Technological companies generally outperformed the market this year, and will probably continue to do so next year, says Goleb.
Golub also pointed out that technology companies are traded at a slightly higher ratio than other companies. The cost-benefit ratio for technology companies is 19.8, while the S&P 500's is currently 18.2.

Gold with its biggest weekly decline since May

Gold prices stabilized on Friday, but recorded its biggest weekly decline since May, after better-than-expected US employment data. The data strengthened investors' expectations that we will see an increase in interest rates in December.
This, in turn, has led to an appreciation of the dollar, to which the price of gold is very sensitive.
Over the past week, gold has overcome the lower limit of the range that has been trading since July. This helps to increase the decrease of the metal.
The spot price of gold ended late last week with a minimum increase of 0.1% to 1 247.50 dollars per ounce. This was close to the lowest value of $1 243.71 per ounce, or its lowest level since July 26. The metal lost 2.5% of its value this week, which was the third consecutive price depreciation.

Thursday, 7 December 2017

What can happen if Trump is removed (2)?

An initial reaction in such a scenario would be the suspension of the so-called Trump Rally, which has taken the US indices to new historical records, according to Peter Kenny, chief strategist at the Global Markets Advisory Group. The expert commented that the investors really felt comfortable about what to expect from Trump as president.
Fundamentally, the US economy remains in good shape in an environment of low inflation and steady growth. Meanwhile, Trump's nomination for Jerome Powell's fed leader has won the admiration of market players.
It is possible, after the initial shock to the market, with a potential removal of Trump, that markets quickly find support, Kenny said. Pens, is likely to continue with Trump's planned tax policies, as well as the nominated Powell.
Or, according to a number of experts, such political uncertainty can be short-lived and quickly overcome. And if you follow Buffett's advice - to buy when everyone is afraid, a deeper adjustment of the indices, could provide good opportunities for investors to enter the market.

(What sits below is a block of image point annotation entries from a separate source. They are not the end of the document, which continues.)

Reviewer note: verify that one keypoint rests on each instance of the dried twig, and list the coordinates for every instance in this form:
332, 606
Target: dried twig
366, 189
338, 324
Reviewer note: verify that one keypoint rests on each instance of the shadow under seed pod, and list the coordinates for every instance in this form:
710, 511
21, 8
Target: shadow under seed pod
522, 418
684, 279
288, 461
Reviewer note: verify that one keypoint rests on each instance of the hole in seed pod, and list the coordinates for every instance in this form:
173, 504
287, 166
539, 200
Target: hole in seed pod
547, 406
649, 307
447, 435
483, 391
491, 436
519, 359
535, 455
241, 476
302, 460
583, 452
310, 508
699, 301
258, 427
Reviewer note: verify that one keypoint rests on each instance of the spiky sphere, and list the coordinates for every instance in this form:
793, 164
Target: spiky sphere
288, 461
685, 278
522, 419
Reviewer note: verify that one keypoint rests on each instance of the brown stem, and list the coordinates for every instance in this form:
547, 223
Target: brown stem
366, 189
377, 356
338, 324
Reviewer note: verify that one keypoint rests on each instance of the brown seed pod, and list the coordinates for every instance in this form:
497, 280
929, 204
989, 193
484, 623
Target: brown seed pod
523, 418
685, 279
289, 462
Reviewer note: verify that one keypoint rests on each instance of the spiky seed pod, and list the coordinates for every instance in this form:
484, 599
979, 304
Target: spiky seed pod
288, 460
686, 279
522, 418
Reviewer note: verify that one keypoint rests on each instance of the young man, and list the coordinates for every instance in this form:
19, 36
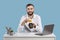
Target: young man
30, 17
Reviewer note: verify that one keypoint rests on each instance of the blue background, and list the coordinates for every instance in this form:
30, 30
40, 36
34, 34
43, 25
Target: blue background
12, 10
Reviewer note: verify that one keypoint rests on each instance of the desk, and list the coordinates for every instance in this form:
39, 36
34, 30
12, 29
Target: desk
28, 36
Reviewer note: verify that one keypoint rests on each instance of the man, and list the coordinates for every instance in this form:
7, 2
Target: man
30, 17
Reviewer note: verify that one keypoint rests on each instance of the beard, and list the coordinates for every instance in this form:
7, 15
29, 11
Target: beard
30, 13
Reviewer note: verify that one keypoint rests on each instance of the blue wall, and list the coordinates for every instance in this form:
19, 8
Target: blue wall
12, 10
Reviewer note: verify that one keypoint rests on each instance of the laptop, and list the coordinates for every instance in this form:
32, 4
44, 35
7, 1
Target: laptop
48, 29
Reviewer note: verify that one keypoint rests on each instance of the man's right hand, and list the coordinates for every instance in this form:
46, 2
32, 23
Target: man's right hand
25, 21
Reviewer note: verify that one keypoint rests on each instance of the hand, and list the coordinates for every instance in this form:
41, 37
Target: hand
25, 21
34, 25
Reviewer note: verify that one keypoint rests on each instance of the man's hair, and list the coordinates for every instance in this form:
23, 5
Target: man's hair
29, 5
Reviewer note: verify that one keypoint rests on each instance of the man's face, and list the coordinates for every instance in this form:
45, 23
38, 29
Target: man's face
30, 10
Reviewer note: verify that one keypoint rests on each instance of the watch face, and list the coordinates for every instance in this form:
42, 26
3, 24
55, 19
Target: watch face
30, 25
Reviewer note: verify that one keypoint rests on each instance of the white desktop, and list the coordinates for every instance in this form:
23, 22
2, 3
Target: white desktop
28, 36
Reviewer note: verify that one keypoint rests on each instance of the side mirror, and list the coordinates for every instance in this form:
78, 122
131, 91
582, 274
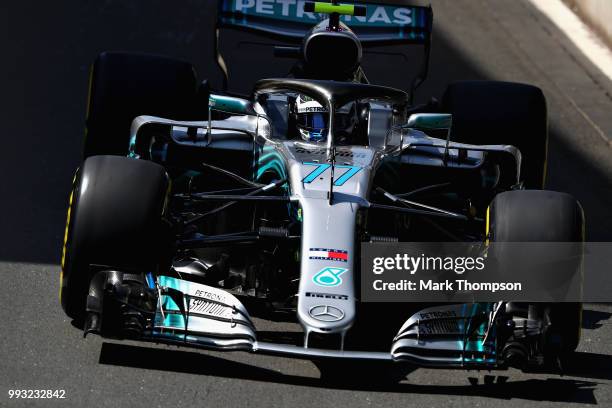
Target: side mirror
230, 104
430, 121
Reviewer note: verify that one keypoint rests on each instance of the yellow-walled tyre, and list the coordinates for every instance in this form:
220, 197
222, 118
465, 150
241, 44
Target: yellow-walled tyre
115, 219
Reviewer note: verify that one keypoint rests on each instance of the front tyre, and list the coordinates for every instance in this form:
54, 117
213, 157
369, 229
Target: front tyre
115, 220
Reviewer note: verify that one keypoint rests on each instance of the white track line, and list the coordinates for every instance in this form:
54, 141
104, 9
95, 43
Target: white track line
578, 33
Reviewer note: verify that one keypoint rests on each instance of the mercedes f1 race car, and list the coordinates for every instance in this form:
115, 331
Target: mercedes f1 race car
199, 213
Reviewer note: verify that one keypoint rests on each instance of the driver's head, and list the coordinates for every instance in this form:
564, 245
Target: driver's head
312, 119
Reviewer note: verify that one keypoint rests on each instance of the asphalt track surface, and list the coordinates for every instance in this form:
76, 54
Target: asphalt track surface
46, 51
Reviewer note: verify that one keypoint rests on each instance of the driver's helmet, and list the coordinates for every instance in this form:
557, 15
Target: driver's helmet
312, 119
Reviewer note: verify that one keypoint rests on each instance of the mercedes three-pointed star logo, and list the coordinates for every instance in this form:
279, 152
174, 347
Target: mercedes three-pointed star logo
326, 313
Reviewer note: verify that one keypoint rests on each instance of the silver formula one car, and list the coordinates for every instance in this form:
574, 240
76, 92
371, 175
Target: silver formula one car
197, 213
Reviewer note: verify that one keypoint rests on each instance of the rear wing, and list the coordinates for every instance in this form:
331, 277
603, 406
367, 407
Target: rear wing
287, 20
383, 23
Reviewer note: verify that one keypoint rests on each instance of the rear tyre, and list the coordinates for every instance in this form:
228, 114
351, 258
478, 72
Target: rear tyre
114, 219
124, 85
491, 112
542, 216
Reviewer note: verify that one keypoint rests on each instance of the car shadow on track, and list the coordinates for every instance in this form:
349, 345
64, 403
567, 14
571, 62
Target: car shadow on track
553, 389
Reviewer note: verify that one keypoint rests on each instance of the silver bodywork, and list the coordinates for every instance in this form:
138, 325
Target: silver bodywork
330, 194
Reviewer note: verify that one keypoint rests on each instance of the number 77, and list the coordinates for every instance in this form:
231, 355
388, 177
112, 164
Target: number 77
320, 168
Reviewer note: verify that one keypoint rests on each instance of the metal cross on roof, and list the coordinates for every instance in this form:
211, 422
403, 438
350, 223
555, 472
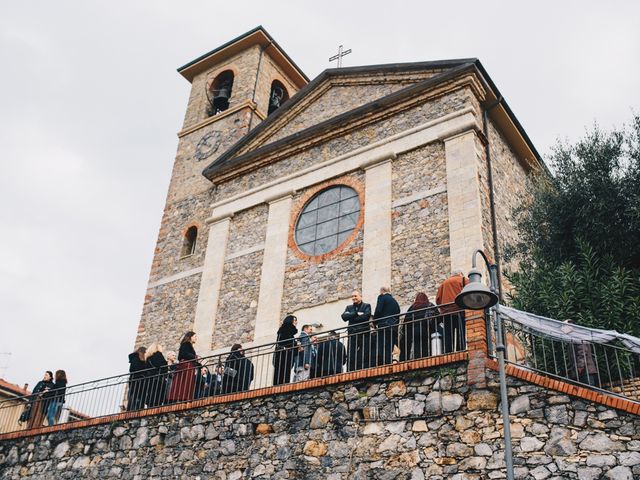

Wednesday, 6 December 2017

What can happen if Trump is removed (1)?

Financial markets have experienced a difficult Friday last week. The leading US indices dropped momentarily after it became clear that Michael Flynn admitted he had lied in the testimony given to the FBI and could provide new evidence of inappropriate relations between President Trump and Russia.
What could happen?
The chances for President Trump to step down from his post are rising. This could be the worst scenario for investors because it would lead to serious political uncertainty at a time when stock prices rose seriously in anticipation of Trump's tax reform. The latter, however, is delayed and there are serious chances not to become a reality since the beginning of next year, as were the real expectations of investors.
There is a real opportunity for Washington to turn to its biggest crisis since the Watergate scandal in the early 1970s. At the same time, when Trump is removed, he is expected to be replaced by current Vice President Mike Pens, who would become premature the 46th US president.
And while this still seems like a fairly unlikely scenario, more and more investors are beginning to wonder, what would President Pens mean for the US stock markets?